Not long ago, in the Mid-Atlantic region, senior leaders at Western Maryland Health System (WMHS), a 200-bed hospital providing healthcare services for residents in Maryland, West Virginia and Pennsylvania, were looking to implement a system that would enable their physicians to answer clinical documentation queries more effectively and efficiently.
More specifically, the system would need to increase the quality of patient records by improving documentation, ensure full reimbursement for services, and increase collaboration between clinical documentation improvement (CDI) and coding staff. Given that the state of Maryland operates under the unique All-Payer Model with a strict quality-based reimbursement program—where hospital payment is dependent on accurate performance measurement—it became particularly crucial for WMHS to be thorough in capturing and coding episodes of care in order to accurately determine hospital revenue and avoid financial penalties. Physician participation in the clinical documentation improvement process was key to this effort, WMHS officials noted.
But the problem was that historically, WMHS has lagged in physician query response rates, which hovered between 62 to 65 percent. The clinical documentation improvement and coding teams were using disparate systems to query physicians, and the query formats and processes confused providers and limited accountability and tracking, according to organization officials.
What’s more, the query process was manual and paper-based, relying on faxing and scanning, resulting in response times ranging from four to 28 days. Without an easy way to consistently and compliantly clarify physician documentation for accurate coding and billing, WMHS was losing revenue on proper reimbursements.
Explaining the prior process, Maria Moore, R.N., supervisor of WMHS’ clinical documentation improvement program, says there simply was no way in the system the CDI team was using to get a query to the physician other than printing it off and hand delivering it to that doctor. “And this was almost impossible to do with any specialist because finding him or her at any given time or place is very difficult,” Moore attests.
Over in the coding department, meanwhile, queries would be faxed to physicians, but weeks could go by before they would get answered. Eventually they would get faxed back to the coding team, but the queries would then sit at that department waiting to be logged into the system.

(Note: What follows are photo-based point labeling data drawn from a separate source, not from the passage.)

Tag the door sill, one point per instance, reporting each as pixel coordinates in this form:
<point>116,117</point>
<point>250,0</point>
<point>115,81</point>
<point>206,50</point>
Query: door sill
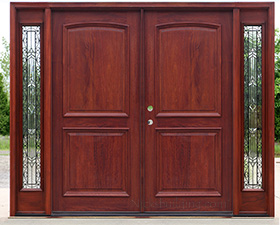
<point>144,214</point>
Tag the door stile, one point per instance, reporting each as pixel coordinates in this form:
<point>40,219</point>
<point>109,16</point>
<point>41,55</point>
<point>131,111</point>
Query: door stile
<point>237,145</point>
<point>47,110</point>
<point>142,110</point>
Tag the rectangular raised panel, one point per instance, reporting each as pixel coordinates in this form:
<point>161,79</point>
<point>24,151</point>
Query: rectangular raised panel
<point>188,70</point>
<point>95,70</point>
<point>189,162</point>
<point>96,162</point>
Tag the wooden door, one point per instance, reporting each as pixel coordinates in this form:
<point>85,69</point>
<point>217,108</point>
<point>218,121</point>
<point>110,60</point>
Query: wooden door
<point>95,111</point>
<point>96,114</point>
<point>188,81</point>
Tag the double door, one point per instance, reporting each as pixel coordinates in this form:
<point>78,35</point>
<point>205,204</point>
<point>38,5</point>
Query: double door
<point>142,111</point>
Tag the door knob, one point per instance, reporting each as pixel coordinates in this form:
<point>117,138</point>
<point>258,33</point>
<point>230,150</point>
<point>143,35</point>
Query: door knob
<point>150,108</point>
<point>150,122</point>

“Put frankly, the process was broken,” adds Tracey Davidson, R.N., director of quality initiatives at WMHS. “Regardless of which end [the queries] came from—the coding department or the CDI team—it was cumbersome with so many steps involved, and it was easy to lose insight as to where you were in the progression.”

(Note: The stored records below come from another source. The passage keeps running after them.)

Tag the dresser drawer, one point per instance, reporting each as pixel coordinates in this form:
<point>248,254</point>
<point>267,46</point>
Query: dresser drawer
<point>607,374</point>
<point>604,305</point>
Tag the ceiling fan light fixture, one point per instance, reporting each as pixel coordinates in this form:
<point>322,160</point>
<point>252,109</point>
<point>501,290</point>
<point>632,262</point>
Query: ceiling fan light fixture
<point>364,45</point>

As such, WMHS clinical and quality improvement leaders determined it needed to invest in a mobile platform that would automate physician queries to enhance the quality of patient records. According to Davidson, “Among the hospital’s goals were to better engage our physicians, decrease response times, and increase response rates. We also wanted to send physician responses directly to the chart and support more accurate coding for better quality patient records, use a standardized, compliant query template library, and ensure proper reimbursement for our services performed.”
Last year, WMHS tapped Artifact Health, a solutions company that develops physician query software via a mobile platform, to enable the organization’s physicians to answer queries quickly and view supporting documentation right on their smartphones from wherever they chose.
Within a year of implementing Artifact, WMHS saw dramatic improvements and time savings for its staff, its executives point out. The average time for the CDI and coding team to create a query went from 30 minutes to five minutes—a time savings of 1,662 hours. Meanwhile, physician response rates to concurrent queries went from four to 10 days to less than one day, saving roughly three to nine days in response times, while the retrospective physician response rate went from four to 28 days down to one day.
Other results included the hospital’s discharged, not final bill (DNFB) dropping 27 percent in the first six months, and the response rate from physicians went from 62 percent to 100 percent indicating fully engaged physicians, WMHS executives stated.
What’s more, because of Artifact’s partnership with American Health Information Management Association (AHIMA), WMHS has access to a standardized set of industry templates that are up-to-date and fully compliant, its officials say.
How are WMHS physicians responding to the change? Davidson tells an anecdote of how one physician, who has been historically tough to get any query back from, has returned his queries within a few minutes every single time since the implementation of Artifact’s solution. “Physicians are really busy; they can’t sit at their desks entering their queries all day,” Davidson states.
She also notes that coders, who previously had to scan the queries that were sent back to them into the electronic health record (EHR), no longer have to perform that task. Now, the queries are automatically filed into the patient chart, meaning coders are freed up to do other tasks.
What made things even more seamless is that the CDI team had the full support of the organization’s chief medical officer (CMO) when implementing this new process, Davidson and Moore note. “He [alerted] the physicians that if they send the queries back in paper format, we will not enter them into the system. The only way is to use the electronic system. After about two weeks, we got total adoption. Having that backing made it go so smoothly,” says Davidson.